Ricky was on patrol when he saw a boy, "probably 18 years old, a small maybe high-school age kid" turn down a road his unit was attempting to secure. The teenager, Ricky said, was quite visibly terrified at the sight of "a whole bunch of Americans with big weapons" staring him in the face. He started turning the car around, but didn't get very far. This is how Ricky described what happened next:
"One of the soldiers in the turret of the humvee behind me just opened up fire on the machine gun on the vehicle. As the vehicle was turning away, all I heard above my head was "pop, pop, pop, pop." This was my first deployment, my first combat experience was that moment right then, and just the sound of machine guns going off over my head. He popped about five or six rounds in the side of the vehicle. Myself and two of the other guys ran over to the vehicle, smashed the window, and pulled the guy out to provide first aid on him… I was looking down at this kid who had just been shot in the stomach for no reason really -- he was trying to leave…I was still just standing there in shock, looking down at this kid, and he looked right up at me. And his mouth was foaming. His stomach was falling out in his hands… I was looking down at this kid, this young boy who was just trying to drive around town and took a wrong turn and tried to go the other direction, was shot at and killed, and I'm looking down at him now. And we made eye contact for about five seconds, and he just looked at me with the most empty, terrified look in his face that will never leave me in my whole life I'm sure."
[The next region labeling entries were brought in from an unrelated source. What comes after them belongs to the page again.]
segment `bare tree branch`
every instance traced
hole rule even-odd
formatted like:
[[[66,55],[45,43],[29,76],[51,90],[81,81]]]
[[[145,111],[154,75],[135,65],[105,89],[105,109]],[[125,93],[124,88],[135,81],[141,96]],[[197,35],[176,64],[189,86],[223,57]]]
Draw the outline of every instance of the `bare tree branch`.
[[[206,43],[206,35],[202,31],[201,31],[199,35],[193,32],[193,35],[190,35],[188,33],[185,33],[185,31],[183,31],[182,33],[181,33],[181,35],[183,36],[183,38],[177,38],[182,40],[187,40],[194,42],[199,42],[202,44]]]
Ricky Clousing told us on that sunny afternoon in Washington:
"I felt that my involvement in the army, whether it be directly or indirectly, whether in Iraq or training guys to go to Iraq, I was still that piece of machine in the system that was still allowing this war to take place and still supporting that. My actions, whether or not they were on the front line or back safely at home, were still part of the body of the machine that's occupying [Iraq]. So I ultimately felt that the only thing I could do was to leave, so I packed my stuff last June and I went AWOL."
On August 11, 2006, the day he turned himself in, Sgt. Clousing made a simple statement:
"We have found ourselves in a pivotal era where we have traded humanity for patriotism. Where we have traded our civil liberties for a sense of security. I stand here before you sharing the same idea as Henry David Thoreau: as a soldier, as an American, and as a human being, we mustn't lend ourselves to that same evil which we condemn."
Ricky Clousing -- now serving a three-month sentence in a military brig at Camp Lejeune in North Carolina -- is not the only peace hero. Others are making themselves known in growing numbers and you can read about them at the Courage to Resist website. Although we have no way of assessing the numbers from here, I have no doubt that there are also soldiers trying to do the right thing in Iraq.